Fixed Mobile Substitution and Voice over Wi-Fi

Getting rid of your land-line phone and relying on your cell phone instead is called Fixed Mobile Substitution (FMS).

A report from the National Center for Health Statistics of the Centers for Disease Control (CDC) shows a linear increase in the number of households that have a cell phone but no land-line, starting at 4.4% in 2004 and reaching 16.1% in the first half of 2008.
US Fixed Mobile Substitution 2005-2008 - source: CDC

These numbers match those in a recent Nielsen report on FMS.

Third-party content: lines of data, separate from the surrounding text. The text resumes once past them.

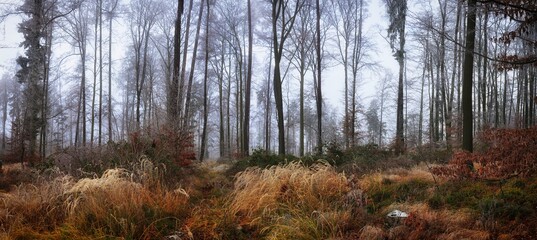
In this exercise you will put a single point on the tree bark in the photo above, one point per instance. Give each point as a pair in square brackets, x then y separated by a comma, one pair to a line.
[246, 124]
[468, 67]
[205, 89]
[173, 101]
[319, 95]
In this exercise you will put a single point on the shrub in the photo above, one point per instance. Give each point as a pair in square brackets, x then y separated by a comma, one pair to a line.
[114, 205]
[292, 201]
[507, 153]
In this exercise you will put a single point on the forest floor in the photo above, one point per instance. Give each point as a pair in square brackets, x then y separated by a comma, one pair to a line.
[268, 197]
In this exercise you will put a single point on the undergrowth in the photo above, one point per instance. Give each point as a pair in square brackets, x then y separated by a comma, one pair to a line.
[337, 195]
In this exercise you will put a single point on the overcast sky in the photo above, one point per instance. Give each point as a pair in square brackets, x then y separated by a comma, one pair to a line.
[333, 84]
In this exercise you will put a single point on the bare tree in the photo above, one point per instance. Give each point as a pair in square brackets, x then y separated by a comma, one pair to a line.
[173, 95]
[468, 66]
[284, 13]
[397, 10]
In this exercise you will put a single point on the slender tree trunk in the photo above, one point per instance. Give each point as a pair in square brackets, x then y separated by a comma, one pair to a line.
[268, 110]
[467, 139]
[222, 136]
[110, 133]
[277, 81]
[205, 88]
[100, 72]
[319, 80]
[95, 52]
[185, 54]
[186, 115]
[246, 124]
[173, 96]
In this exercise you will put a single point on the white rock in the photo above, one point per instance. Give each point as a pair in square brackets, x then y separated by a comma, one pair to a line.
[397, 214]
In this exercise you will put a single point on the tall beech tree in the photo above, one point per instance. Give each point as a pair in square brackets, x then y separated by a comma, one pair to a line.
[397, 10]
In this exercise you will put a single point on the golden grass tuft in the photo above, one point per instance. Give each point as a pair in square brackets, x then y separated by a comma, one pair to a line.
[34, 207]
[419, 172]
[115, 205]
[426, 223]
[372, 233]
[292, 201]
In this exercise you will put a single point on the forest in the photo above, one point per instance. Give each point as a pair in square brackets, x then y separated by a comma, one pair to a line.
[268, 119]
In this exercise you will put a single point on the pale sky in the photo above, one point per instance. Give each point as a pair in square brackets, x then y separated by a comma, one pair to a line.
[333, 83]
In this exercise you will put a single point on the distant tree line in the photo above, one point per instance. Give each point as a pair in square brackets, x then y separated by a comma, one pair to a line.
[194, 67]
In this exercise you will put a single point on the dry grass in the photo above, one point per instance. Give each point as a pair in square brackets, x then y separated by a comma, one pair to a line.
[419, 172]
[372, 233]
[111, 205]
[34, 207]
[425, 223]
[292, 201]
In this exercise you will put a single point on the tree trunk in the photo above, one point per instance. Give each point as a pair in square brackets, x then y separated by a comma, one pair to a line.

FMS will most likely accelerate in 2009 because of the recession. It will be interesting to see by how much. We will reach a tipping point soon. 13% of households have a landline that they don’t use.

There are about 112 million occupied housing units in the US, and about 71 million broadband subscribers.

So what does this mean for Wi-Fi VoIP? One of the primary reasons for FMS is to save money; it is more prevalent in lower income households. There are two kinds of phone that do VoWi-Fi, smartphones and UMA phones. Smartphones are expensive, and probably less common among the cord-cutting demographic – except that that demographic is also younger and better educated as well as having a modest income – many are students.

Wi-Fi VoIP in smart phones is still negligible, but the seeds are planted: vigorous growth of smart phones, Wi-Fi attach rate to smart phones trending to 100%, a slow but steady opening up of smart phones to third party applications, broadband in most homes, Wi-Fi growing in all markets.